身近な話として「知る」ことから、「わかる」は生まれる
突然ですが私は、マイノリティという言葉が嫌いだ。真実の前に多数派か少数派かというのはどうでもいいことだからだ。普通かどうか、多数派かどうかよりも、まず当事者に話を聞いて、「知る」ということが大事だと思う。私たちは家族や友だちのことでさえ、話さなければなにもわからない。一緒にいるだけでは「わかった気になる」だけなのだ。だから、未知の相手、自分以外のすべての人間の話に耳を傾ける必要がどうしたってある。
そんなジェンダーに関する「当事者」の話が読める本。家族になにが起こったのか、エリンさんとみどりさんの漫才のような会話の面白さに、思わず家族や友だちのような愛着を抱かずにはいられない。そして大上段に「勉強」するのではなく、友だちの話として聞いて具体例から入ることで、いまの家族や国が抱えるさまざまな問題に気づき、考えるキッカケが詰まっている。
エリンさんは1973年生まれ、テキサスで育ったアメリカ人、現在は青山学院大学の英米文学科の教授で言語学者だ。みどりさんは70年の奈良生まれ、世界を旅したアーティスト。そんな2人が98年に出会って2000年に結婚した。3人の男の子の親となるが、実はエリンさんは子どもの頃から、自分が「男性」であることに違和感を抱いていた。そして18年、エリンさんはみどりさんにも、子どもたちにも、自分がトランスジェンダーであることを打ち明ける。

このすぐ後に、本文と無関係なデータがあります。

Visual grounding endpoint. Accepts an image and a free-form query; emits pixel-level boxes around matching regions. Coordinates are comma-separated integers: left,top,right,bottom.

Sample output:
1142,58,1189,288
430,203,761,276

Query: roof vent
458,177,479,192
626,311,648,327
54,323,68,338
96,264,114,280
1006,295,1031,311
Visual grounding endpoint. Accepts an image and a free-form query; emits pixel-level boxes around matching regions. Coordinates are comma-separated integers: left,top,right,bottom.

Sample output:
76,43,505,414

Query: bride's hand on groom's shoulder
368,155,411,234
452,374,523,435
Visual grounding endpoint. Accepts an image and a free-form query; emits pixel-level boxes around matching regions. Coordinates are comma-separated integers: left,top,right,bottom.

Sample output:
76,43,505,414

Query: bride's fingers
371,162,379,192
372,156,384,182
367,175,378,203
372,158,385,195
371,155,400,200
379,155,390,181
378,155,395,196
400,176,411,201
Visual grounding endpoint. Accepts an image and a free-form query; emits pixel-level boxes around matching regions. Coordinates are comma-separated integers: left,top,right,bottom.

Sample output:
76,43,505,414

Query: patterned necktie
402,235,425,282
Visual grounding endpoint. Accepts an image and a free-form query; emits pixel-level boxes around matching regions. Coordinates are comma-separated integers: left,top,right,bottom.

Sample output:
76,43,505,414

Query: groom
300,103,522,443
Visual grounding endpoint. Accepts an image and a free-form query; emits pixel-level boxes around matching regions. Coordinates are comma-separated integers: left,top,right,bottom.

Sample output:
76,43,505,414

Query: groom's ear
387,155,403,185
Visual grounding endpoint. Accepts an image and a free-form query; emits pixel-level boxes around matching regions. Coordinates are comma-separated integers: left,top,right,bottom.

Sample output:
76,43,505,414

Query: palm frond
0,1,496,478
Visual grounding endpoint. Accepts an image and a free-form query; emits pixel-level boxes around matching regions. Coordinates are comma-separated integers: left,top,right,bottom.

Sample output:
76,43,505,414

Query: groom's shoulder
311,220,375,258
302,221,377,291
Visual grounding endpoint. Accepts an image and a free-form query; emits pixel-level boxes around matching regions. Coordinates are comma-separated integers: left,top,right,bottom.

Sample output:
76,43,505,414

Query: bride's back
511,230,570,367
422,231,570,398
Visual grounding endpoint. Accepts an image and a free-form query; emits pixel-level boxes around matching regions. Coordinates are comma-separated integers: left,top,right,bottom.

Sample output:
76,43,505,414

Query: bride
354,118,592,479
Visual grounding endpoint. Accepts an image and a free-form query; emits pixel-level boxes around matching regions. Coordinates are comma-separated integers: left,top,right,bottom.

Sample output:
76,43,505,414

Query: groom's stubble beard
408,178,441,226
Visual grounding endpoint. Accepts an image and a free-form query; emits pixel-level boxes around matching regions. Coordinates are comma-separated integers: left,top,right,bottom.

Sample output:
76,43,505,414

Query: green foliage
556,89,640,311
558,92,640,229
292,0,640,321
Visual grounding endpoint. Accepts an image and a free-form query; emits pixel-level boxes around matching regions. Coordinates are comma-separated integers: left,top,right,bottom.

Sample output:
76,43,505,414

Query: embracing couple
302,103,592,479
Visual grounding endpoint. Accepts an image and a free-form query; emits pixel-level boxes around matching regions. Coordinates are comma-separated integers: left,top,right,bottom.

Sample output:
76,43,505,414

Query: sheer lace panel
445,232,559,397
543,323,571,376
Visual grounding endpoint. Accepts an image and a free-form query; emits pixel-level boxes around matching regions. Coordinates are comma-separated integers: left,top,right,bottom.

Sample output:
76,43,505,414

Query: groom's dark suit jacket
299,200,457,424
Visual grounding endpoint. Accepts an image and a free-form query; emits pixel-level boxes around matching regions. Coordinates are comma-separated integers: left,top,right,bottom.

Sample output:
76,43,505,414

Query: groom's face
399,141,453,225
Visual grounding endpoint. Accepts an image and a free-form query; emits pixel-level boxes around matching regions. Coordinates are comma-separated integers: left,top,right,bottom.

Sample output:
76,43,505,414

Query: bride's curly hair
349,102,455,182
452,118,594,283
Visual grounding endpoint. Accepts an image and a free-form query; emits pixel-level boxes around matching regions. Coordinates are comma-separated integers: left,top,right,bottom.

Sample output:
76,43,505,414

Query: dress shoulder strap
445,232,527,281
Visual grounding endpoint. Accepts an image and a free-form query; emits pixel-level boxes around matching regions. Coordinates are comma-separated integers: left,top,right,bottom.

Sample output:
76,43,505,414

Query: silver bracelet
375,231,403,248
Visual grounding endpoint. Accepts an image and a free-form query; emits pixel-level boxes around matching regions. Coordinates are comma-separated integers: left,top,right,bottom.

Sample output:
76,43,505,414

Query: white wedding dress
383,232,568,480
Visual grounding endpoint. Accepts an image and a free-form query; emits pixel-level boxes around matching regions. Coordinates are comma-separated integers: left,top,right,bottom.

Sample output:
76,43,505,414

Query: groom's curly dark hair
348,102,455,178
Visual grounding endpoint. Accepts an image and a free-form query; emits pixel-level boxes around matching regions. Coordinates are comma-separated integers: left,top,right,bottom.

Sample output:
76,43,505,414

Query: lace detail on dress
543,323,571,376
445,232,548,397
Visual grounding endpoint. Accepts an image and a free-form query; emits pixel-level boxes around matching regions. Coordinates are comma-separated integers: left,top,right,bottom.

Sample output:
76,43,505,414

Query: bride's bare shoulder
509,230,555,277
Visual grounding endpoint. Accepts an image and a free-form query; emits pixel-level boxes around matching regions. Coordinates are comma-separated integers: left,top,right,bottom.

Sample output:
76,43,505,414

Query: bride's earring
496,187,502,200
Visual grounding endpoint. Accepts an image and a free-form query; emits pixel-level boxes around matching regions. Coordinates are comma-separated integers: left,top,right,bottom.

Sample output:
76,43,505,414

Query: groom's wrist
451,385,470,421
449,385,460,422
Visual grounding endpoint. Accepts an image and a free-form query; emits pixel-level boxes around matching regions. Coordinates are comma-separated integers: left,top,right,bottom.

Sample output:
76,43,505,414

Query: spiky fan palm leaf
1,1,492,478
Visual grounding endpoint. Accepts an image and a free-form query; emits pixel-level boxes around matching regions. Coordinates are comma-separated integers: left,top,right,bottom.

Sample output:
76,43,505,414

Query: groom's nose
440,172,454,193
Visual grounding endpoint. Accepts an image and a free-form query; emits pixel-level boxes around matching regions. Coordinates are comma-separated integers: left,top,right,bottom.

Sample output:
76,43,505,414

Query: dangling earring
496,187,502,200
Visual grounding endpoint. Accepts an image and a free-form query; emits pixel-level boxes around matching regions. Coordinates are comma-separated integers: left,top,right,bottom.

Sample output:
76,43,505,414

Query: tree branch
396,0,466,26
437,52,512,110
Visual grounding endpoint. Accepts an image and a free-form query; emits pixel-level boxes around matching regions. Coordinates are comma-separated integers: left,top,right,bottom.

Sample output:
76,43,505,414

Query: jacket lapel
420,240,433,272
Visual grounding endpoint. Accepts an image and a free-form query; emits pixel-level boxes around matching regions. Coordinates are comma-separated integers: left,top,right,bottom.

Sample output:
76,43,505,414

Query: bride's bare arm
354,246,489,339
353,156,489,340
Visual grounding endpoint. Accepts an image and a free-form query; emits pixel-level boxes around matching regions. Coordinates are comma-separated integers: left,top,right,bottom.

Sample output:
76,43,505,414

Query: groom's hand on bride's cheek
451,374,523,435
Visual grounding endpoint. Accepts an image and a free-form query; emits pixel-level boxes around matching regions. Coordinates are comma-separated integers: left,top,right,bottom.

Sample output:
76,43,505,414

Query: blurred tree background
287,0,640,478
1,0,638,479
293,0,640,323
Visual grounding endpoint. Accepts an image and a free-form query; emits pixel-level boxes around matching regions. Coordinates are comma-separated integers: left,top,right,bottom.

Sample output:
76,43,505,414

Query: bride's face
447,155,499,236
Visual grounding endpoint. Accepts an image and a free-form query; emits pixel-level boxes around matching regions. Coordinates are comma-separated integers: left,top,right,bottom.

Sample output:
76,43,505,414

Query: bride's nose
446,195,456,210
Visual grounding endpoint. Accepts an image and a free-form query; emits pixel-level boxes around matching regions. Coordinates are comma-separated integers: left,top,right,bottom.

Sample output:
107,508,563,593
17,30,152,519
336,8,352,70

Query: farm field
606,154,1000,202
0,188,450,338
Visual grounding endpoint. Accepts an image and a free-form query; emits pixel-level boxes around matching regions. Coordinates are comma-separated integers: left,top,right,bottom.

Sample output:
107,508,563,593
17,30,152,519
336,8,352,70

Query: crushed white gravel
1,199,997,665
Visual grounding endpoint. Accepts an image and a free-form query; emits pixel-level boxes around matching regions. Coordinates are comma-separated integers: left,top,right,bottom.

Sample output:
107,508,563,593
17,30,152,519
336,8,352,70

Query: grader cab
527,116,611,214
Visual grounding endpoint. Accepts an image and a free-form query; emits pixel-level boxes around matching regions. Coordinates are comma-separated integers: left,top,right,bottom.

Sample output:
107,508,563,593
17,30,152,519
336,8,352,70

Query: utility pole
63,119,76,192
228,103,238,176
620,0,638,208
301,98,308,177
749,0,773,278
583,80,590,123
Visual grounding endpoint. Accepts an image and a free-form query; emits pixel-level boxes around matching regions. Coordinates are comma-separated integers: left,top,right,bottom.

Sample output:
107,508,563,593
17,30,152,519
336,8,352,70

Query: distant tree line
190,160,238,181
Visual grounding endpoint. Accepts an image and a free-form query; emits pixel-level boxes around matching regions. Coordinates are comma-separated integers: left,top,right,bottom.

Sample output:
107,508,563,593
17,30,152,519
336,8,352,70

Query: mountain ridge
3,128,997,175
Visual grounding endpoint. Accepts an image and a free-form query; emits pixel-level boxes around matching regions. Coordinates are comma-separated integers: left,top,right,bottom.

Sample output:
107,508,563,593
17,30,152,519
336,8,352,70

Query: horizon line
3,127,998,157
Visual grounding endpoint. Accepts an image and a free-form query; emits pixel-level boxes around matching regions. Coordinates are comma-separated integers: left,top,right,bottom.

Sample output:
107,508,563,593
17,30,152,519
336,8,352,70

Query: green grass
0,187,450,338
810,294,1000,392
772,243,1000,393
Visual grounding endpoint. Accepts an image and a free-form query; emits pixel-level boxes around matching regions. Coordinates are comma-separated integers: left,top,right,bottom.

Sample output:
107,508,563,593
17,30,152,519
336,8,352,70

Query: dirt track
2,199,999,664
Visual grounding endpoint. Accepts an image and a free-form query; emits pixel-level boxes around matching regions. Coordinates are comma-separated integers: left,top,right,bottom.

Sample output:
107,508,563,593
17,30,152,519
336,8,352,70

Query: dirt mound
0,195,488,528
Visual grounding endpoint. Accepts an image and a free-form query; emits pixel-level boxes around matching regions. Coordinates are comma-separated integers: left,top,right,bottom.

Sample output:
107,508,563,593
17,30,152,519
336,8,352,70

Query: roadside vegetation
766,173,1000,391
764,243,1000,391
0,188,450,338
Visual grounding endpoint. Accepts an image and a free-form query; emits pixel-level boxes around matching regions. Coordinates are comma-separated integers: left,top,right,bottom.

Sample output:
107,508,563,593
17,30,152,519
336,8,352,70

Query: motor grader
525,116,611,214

家族の反応、自分の身体の変化、社会的な手続き、イベント入店拒否問題、子どもたちの学校での対応などが、超具体的に語られる。これをジェンダーの教科書にしてもいいんじゃない? 「子どもたちにとって私が必要な人間なら、彼らにとって私の告白は必要なんです」――実はこの本は子育て本としても大変示唆的な言葉に溢れています。